Franchise owners in California continue to want new laws that would protect their business and give them more freedom.
Their support for new franchise laws in California has been highlighted in a couple new bills submitted to the California legislature.
Franchise owners had a role in writing some of the proposed bills. One of the bills, the California Small Business Investment Protection Act, would allow franchise owners to transfer their businesses with fewer restrictions, renew their franchisors licenses, offer protection from terminations and assemble their own trade groups with fewer restrictions.
Many franchise owners in California support the bill because they want to help the franchise industry continue to invest and create jobs in the state. However, not everyone in the franchise industry supports the proposed bill.
The International Franchise Association said they are concerned with the bill, mainly because they are afraid that if California passes this legislature, the rest of the country will soon follow and it will impact all franchise industries in the country.
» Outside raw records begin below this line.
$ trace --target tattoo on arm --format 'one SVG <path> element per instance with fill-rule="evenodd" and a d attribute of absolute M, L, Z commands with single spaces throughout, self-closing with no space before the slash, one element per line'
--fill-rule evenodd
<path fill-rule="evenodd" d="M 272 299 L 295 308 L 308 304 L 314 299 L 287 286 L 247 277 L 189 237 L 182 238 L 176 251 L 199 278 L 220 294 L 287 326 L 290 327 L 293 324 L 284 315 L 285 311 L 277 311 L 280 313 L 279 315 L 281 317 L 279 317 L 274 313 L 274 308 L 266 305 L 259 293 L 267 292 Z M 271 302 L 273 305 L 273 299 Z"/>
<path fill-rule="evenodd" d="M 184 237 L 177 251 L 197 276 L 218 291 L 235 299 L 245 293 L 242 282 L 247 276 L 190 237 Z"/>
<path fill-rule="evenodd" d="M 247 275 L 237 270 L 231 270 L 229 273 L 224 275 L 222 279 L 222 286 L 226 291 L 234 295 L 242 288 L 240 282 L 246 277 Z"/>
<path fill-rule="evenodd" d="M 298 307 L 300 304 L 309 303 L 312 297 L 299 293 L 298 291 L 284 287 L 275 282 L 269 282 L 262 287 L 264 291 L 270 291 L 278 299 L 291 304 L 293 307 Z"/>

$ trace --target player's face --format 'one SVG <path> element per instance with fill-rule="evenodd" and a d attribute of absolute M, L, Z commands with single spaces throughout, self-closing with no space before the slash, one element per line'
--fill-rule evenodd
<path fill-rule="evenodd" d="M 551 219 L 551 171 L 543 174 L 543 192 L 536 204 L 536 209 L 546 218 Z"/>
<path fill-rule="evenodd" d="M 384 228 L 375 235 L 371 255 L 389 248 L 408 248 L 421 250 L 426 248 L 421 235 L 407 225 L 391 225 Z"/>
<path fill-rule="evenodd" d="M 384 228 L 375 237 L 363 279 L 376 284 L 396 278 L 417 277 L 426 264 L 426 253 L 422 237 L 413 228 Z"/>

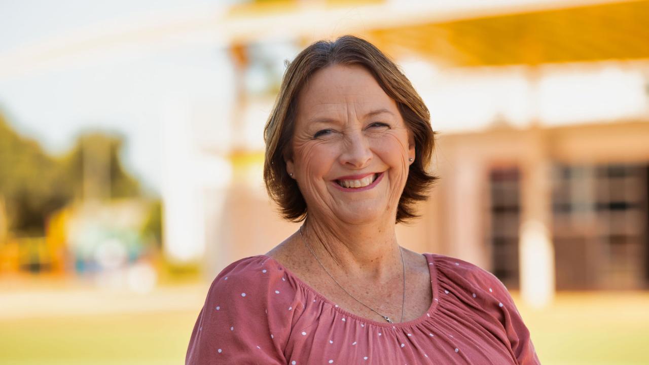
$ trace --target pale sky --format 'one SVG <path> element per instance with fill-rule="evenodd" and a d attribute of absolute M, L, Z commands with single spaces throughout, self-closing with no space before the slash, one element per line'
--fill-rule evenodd
<path fill-rule="evenodd" d="M 217 11 L 214 0 L 0 1 L 0 57 L 116 19 L 175 11 Z M 153 15 L 152 15 L 153 14 Z M 79 31 L 81 30 L 81 31 Z M 223 52 L 197 45 L 158 52 L 116 52 L 99 61 L 0 80 L 0 108 L 12 126 L 49 152 L 71 147 L 82 131 L 126 137 L 127 168 L 160 189 L 160 104 L 180 94 L 218 108 L 228 101 Z M 224 80 L 224 78 L 226 79 Z M 220 102 L 219 102 L 220 101 Z"/>

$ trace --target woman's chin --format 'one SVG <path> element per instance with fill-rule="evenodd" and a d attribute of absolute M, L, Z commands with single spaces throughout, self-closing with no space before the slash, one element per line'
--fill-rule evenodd
<path fill-rule="evenodd" d="M 382 221 L 386 218 L 386 209 L 376 207 L 357 207 L 345 209 L 336 215 L 341 221 L 348 224 L 361 225 Z"/>

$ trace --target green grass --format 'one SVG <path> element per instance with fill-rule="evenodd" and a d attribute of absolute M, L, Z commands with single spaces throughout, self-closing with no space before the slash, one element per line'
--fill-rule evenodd
<path fill-rule="evenodd" d="M 543 310 L 519 308 L 544 365 L 649 364 L 649 293 L 562 294 Z M 0 364 L 182 364 L 197 314 L 2 319 Z"/>
<path fill-rule="evenodd" d="M 544 365 L 649 364 L 649 293 L 562 294 L 543 310 L 519 308 Z"/>
<path fill-rule="evenodd" d="M 197 312 L 0 321 L 5 365 L 184 364 Z"/>

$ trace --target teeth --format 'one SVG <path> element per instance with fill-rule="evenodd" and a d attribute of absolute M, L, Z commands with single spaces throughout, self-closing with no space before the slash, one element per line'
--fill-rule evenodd
<path fill-rule="evenodd" d="M 372 174 L 360 180 L 338 180 L 338 184 L 343 188 L 362 188 L 374 182 L 376 174 Z"/>

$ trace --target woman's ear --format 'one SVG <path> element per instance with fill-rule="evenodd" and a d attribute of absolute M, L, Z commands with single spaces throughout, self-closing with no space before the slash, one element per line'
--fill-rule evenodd
<path fill-rule="evenodd" d="M 412 132 L 408 132 L 408 160 L 411 162 L 415 160 L 415 147 L 416 144 L 415 143 L 415 136 L 413 134 Z"/>
<path fill-rule="evenodd" d="M 293 177 L 295 171 L 295 164 L 293 162 L 293 155 L 285 151 L 284 153 L 284 163 L 286 164 L 286 173 Z"/>
<path fill-rule="evenodd" d="M 294 168 L 295 165 L 293 163 L 293 160 L 286 160 L 286 173 L 291 177 L 293 177 Z"/>

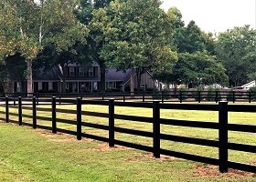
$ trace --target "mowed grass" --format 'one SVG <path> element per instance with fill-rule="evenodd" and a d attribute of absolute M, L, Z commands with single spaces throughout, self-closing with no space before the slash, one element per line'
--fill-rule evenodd
<path fill-rule="evenodd" d="M 49 106 L 38 106 L 50 107 Z M 75 110 L 75 106 L 58 106 Z M 5 108 L 1 107 L 1 110 Z M 87 105 L 83 110 L 108 112 L 108 106 Z M 16 113 L 16 109 L 10 109 Z M 23 111 L 30 114 L 31 111 Z M 152 109 L 116 107 L 115 113 L 152 116 Z M 51 113 L 37 112 L 51 117 Z M 5 117 L 1 116 L 1 117 Z M 76 120 L 75 115 L 57 114 L 58 118 Z M 217 122 L 218 112 L 161 110 L 161 117 Z M 10 116 L 17 120 L 16 116 Z M 255 113 L 230 113 L 229 123 L 256 125 Z M 84 122 L 108 125 L 107 118 L 83 116 Z M 23 118 L 32 123 L 32 119 Z M 37 121 L 50 126 L 50 122 Z M 152 132 L 152 124 L 116 120 L 115 126 Z M 76 126 L 58 123 L 58 127 L 76 130 Z M 255 181 L 255 175 L 231 170 L 219 174 L 218 167 L 197 162 L 163 157 L 155 159 L 152 154 L 132 148 L 109 148 L 106 143 L 74 136 L 52 135 L 50 131 L 33 130 L 27 126 L 0 124 L 0 181 Z M 108 131 L 82 127 L 82 132 L 108 136 Z M 218 130 L 161 126 L 161 132 L 177 136 L 218 139 Z M 120 140 L 152 146 L 152 138 L 115 133 Z M 255 133 L 229 132 L 229 141 L 256 146 Z M 161 147 L 175 151 L 218 157 L 218 148 L 161 141 Z M 230 150 L 229 159 L 249 164 L 256 163 L 256 155 Z"/>

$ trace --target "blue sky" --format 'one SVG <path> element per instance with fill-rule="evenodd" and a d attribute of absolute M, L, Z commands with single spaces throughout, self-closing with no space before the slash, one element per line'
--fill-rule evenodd
<path fill-rule="evenodd" d="M 206 32 L 223 32 L 244 25 L 256 28 L 256 0 L 162 1 L 163 9 L 177 7 L 186 24 L 194 20 Z"/>

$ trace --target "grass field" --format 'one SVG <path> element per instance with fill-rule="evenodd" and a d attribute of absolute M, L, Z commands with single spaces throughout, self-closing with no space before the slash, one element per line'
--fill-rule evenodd
<path fill-rule="evenodd" d="M 48 107 L 47 106 L 39 106 Z M 58 106 L 72 109 L 72 106 Z M 1 107 L 1 110 L 5 108 Z M 108 112 L 107 106 L 83 106 L 83 110 Z M 16 112 L 16 109 L 10 109 Z M 146 108 L 116 107 L 115 112 L 124 115 L 152 116 Z M 31 114 L 25 111 L 24 114 Z M 50 113 L 38 112 L 38 116 L 50 117 Z M 4 117 L 4 116 L 1 116 Z M 57 114 L 58 118 L 76 119 L 75 115 Z M 217 121 L 218 113 L 208 111 L 161 110 L 161 117 L 197 121 Z M 10 116 L 11 119 L 17 119 Z M 256 125 L 255 113 L 229 113 L 229 123 Z M 86 122 L 108 125 L 108 120 L 83 116 Z M 32 123 L 24 118 L 24 122 Z M 50 126 L 39 121 L 38 125 Z M 152 131 L 152 124 L 116 120 L 115 126 Z M 59 124 L 58 127 L 76 129 L 75 126 Z M 27 126 L 0 124 L 0 181 L 255 181 L 255 174 L 230 170 L 219 174 L 217 167 L 162 157 L 155 159 L 152 154 L 116 147 L 109 148 L 106 143 L 74 136 L 52 135 Z M 107 136 L 108 132 L 83 127 L 85 133 Z M 178 136 L 218 139 L 218 131 L 181 126 L 161 126 L 161 132 Z M 116 138 L 152 146 L 152 138 L 115 134 Z M 256 146 L 255 134 L 229 132 L 229 141 Z M 161 147 L 206 157 L 218 157 L 218 148 L 161 141 Z M 230 161 L 256 163 L 256 155 L 246 152 L 229 152 Z"/>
The association said they are worried that the proposed bills could have unintended consequences on the franchising industry and reduce the growth of industry in the future.
Another bill that would change franchise laws in California has been proposed. Senate Bill 538 would update one of the state's franchise laws that have not been updated in several years. This bill would change the requirement for investors to receive disclosure documents from 10 days to 14 days before a franchise is purchased.
California franchise owners and franchisees continue to support these proposed bills and hope that they will be passed this year. Supporters of the laws feel that it will help update the outdated laws in California as well as give the franchise industry more protection and freedom while running their franchise.